Peter Bengtson
Born in Stockholm on 4th May 1961. He pursued basic piano and organ studies at the Municipal School of Music and has been a choral singer since the age of 14. He took advanced piano studies at the Swedish Radio School of Music, Edsberg, but while there his musical interest took a new turn, with the result that he came to specialise more and more in organ playing and composition. He studied composition privately with Sven-David Sandström and worked for one year as a programmer until, in 1981, he gained admission to Professor Gunnar Bucht’s composition class at the State Academy of Music in Stockholm. Until 1985 he also studied under Arne Mellnäs, Pär Lindgren and Brian Ferneyhough.
He worked together with Hans Lunell on a computer project at the State Academy of Music, where he also teaches computerised composition algorithms, as well as teaching contemporary music at the National College of Dance. He is a coach with the Stockholm Chamber Choir, and free lance organist with a wide repertoire of early, high-romantic and contemporary music. He has given several first performances.
Peter Bengtson grew up in a theatre family, which perhaps accounts for his predilection for music drama and vocal compositions. While only a boy he composed piano pieces, an opera and orchestral songs on the grand scale, but his real début took place at Young Nordic Composers’ Festival in Copenhagen in 1981, with the performance of his eight-voice choral piece Revir (1980). Experience of choral singing taught him what was feasible and pleasant-sounding in a choir, but he is not really looking for beautiful sound; if anything he is attracted by the grotesque, as is clearly apparent from his next composition, Turba (1982) for cello and bass clarinet. Ej blod i dina ådror strömmar (the title comes from a poem by E. J. Stagnelius) is the name of a tape composition a companion-piece to his breakthrough composition, the ballet Schakt, which follows exactly the same formal course — but there the similarity ends. The form is predetermined right down to the last detail, but other parameters are more flexible, setting up tensions. Schakt was created in close co-operation with the choreographer Per Jonsson. It is an integral performance in which the dancers also have musical parts to perform and the musicians are on stage. The instrumental combination is remarkable: 6 accordions, 3 double basses, harmonium, 3 steel sheets and percussion. And yet within a short space of time there have been three different productions of this ballet (at Cirkus in Stockholm, at the Stockholm Opera, and by the Cullberg Ballet, with whom it scored a great success in Paris, The Hague, New York and elsewhere.)
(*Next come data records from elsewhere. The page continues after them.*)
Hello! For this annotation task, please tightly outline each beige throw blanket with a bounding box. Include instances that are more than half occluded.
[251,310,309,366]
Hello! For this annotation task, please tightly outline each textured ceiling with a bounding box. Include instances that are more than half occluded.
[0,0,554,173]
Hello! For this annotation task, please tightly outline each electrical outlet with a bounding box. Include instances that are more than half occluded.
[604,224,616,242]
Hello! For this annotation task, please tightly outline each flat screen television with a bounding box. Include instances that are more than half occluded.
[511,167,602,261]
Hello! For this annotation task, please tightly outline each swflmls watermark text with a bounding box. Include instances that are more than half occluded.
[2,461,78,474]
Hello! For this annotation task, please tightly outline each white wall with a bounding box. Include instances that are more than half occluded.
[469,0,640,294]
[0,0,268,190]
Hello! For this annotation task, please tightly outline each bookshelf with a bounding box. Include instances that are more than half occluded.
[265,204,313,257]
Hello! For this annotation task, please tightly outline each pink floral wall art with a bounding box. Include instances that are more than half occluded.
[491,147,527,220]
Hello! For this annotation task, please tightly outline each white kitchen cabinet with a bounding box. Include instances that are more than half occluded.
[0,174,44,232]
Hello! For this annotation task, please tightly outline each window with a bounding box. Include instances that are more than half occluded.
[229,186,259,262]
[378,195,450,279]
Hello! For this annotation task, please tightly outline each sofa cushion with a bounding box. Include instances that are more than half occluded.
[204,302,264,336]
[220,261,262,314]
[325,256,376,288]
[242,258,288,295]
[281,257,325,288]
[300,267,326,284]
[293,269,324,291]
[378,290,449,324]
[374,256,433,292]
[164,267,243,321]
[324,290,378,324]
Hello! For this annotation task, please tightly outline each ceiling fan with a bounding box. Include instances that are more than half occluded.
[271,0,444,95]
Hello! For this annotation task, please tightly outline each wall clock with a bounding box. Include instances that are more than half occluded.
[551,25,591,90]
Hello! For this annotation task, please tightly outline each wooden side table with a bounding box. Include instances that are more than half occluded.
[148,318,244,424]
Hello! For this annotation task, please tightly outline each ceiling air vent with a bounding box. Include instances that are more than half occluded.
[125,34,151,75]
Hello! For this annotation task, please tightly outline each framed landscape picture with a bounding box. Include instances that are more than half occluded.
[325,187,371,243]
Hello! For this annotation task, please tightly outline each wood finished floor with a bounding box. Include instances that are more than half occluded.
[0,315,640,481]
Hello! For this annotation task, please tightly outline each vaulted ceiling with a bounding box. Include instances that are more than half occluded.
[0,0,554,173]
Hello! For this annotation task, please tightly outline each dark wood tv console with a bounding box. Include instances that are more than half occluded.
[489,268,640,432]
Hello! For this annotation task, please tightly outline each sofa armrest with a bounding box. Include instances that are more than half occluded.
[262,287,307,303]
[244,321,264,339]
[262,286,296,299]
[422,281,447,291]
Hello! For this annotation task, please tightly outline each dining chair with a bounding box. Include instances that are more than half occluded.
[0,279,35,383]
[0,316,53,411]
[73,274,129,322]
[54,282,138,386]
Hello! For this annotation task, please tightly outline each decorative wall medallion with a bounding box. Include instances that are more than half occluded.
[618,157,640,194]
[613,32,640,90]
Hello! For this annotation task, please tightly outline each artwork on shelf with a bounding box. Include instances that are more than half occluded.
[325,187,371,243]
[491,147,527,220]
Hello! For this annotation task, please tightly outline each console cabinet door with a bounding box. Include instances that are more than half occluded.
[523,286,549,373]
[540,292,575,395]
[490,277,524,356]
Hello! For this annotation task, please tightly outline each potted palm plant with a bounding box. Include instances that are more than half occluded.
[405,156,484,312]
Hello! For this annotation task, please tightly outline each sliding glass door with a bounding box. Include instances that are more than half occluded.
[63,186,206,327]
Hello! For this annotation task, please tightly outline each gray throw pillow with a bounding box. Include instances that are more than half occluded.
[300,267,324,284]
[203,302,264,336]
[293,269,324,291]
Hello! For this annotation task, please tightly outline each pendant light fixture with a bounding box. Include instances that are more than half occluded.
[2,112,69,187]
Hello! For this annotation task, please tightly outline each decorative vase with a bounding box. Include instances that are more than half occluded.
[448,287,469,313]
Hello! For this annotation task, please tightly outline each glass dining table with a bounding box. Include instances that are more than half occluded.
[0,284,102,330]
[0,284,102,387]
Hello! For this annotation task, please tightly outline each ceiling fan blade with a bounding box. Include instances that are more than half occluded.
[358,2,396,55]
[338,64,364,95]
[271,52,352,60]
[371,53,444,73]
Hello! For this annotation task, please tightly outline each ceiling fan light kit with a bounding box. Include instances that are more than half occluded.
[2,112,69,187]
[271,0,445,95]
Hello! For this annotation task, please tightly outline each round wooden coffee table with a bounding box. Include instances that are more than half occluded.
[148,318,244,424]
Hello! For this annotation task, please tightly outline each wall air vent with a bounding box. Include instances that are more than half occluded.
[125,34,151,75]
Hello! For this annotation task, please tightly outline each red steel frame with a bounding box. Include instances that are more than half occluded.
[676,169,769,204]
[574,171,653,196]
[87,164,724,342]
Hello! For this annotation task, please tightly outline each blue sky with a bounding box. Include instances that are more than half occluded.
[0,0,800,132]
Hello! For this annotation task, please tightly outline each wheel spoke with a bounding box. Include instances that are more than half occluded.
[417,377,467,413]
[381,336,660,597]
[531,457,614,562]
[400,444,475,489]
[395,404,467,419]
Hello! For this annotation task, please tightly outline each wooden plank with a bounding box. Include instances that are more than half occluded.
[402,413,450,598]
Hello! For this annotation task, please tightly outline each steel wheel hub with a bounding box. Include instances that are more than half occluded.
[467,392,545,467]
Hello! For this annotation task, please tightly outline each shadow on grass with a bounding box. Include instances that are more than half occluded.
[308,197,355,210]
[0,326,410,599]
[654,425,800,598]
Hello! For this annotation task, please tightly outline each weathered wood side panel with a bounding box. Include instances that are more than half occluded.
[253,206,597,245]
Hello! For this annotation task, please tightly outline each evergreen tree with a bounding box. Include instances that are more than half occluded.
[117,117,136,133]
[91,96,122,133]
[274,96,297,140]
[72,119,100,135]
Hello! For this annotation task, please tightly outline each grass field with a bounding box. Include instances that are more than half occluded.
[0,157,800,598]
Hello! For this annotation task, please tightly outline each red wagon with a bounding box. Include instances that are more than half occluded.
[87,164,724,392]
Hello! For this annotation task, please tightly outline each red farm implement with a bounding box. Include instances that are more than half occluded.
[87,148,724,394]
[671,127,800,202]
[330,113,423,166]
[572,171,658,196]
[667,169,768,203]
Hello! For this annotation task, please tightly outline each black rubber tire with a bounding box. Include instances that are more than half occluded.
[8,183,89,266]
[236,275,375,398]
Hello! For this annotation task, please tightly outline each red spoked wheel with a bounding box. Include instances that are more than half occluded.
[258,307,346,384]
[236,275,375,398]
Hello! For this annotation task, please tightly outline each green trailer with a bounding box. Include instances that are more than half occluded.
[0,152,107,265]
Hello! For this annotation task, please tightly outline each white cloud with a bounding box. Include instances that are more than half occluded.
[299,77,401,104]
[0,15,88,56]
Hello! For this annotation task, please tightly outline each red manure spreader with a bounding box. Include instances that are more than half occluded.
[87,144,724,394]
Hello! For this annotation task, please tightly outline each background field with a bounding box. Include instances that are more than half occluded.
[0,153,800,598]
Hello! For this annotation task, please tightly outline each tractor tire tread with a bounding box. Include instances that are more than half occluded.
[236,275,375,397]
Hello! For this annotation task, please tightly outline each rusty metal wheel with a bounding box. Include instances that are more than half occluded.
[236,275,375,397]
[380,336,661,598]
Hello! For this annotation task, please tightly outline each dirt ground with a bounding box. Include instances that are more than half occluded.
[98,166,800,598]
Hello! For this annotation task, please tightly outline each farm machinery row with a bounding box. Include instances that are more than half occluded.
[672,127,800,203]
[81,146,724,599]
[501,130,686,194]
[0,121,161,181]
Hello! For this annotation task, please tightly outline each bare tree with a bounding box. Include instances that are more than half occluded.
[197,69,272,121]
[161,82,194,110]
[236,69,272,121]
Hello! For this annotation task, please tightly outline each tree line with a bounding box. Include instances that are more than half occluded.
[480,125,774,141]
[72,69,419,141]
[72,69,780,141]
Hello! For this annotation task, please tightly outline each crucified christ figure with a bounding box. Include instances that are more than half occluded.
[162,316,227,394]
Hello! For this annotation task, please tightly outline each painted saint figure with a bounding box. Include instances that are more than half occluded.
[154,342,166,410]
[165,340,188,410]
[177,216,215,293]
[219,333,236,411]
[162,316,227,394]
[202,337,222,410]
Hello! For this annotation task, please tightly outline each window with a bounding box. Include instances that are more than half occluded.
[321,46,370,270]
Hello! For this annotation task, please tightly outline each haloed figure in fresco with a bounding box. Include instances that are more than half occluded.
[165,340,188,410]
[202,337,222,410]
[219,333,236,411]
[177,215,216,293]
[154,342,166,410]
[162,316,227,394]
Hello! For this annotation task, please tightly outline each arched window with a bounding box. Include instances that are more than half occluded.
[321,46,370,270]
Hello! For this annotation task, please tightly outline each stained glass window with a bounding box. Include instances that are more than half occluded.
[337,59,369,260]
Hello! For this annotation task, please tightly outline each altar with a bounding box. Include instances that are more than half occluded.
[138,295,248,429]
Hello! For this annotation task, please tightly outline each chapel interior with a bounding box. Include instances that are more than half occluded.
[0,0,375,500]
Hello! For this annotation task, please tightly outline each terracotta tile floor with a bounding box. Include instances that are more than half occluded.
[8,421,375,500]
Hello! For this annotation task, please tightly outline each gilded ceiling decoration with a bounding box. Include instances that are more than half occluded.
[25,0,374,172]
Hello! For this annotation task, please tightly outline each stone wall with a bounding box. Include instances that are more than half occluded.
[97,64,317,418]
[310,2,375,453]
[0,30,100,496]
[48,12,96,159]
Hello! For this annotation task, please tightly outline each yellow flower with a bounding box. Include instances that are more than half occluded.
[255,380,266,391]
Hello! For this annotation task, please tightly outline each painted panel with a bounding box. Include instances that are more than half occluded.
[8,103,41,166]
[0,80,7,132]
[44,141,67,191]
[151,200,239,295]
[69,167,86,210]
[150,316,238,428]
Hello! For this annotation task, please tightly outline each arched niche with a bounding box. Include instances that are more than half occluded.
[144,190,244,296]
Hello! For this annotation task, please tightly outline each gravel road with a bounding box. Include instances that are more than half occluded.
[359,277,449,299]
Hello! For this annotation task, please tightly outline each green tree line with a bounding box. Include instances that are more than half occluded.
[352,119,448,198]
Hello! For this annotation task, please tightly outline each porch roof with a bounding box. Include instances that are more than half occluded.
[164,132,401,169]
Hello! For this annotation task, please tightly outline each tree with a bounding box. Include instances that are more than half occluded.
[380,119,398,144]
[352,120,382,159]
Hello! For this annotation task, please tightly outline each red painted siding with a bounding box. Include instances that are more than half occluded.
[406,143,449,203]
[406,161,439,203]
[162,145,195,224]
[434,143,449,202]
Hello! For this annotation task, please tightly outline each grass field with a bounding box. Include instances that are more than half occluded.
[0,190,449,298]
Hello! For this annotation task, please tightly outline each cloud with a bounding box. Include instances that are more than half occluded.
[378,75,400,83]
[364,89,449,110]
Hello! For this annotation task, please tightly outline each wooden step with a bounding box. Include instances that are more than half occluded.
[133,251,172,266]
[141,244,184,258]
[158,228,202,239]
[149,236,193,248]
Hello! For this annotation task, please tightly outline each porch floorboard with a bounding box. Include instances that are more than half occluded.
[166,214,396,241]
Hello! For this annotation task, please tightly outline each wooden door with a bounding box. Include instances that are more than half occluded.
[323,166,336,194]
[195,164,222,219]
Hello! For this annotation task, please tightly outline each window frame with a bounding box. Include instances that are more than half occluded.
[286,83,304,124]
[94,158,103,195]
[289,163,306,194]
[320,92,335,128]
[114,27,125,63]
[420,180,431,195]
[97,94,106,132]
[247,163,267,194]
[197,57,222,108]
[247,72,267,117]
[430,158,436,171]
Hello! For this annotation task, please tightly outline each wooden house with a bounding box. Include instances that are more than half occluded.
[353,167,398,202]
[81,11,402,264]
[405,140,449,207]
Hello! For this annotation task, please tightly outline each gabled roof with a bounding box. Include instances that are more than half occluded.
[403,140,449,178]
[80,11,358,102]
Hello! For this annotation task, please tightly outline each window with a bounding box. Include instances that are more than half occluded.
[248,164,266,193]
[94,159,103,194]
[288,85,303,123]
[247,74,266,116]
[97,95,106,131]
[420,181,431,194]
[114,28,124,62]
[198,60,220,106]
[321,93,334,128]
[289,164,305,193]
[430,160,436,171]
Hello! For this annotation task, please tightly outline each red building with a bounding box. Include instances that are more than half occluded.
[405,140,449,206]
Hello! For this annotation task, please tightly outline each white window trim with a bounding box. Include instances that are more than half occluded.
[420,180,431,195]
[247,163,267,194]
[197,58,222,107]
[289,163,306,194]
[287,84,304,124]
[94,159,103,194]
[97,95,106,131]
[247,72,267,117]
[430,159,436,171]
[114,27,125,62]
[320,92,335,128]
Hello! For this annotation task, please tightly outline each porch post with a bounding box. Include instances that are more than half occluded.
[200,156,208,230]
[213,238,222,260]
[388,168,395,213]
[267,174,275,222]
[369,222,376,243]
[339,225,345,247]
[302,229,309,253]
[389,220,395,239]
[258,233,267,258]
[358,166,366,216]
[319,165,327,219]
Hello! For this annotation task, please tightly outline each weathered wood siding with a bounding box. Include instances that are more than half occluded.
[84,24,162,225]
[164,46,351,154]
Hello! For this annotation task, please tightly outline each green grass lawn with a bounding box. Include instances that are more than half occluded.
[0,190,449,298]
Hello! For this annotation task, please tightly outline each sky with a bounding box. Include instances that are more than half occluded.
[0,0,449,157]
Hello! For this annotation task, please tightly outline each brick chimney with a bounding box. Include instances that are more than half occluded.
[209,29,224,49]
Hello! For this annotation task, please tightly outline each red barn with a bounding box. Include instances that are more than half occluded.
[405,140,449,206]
Together with Per Jonsson he has also created a couple of “performances“: the Walpurgis ritual Beltane was performed by actors and organ for four hours at Fylkingen, Lammas for solo dance, organ, choir and ensemble was presented in Skeppsholm Church during the Young Nordic Arts Festival. Both titles allude to prehistoric Druid rituals, and Bengtson is fascinated by ritual and by “technical Freemasonry“. His writing tends to be difficult, but the difficulties are always musically prompted, based on a highly practical attitude to music and on his own experience as a concert organist. In his experience, it has been immensely important to find a balance between creation and re-creation. Erinye (for organ and tape), a composition in three movements inspired by horror films, was first performed by Hans-Ola Ericsson in Stuttgart in January 1988.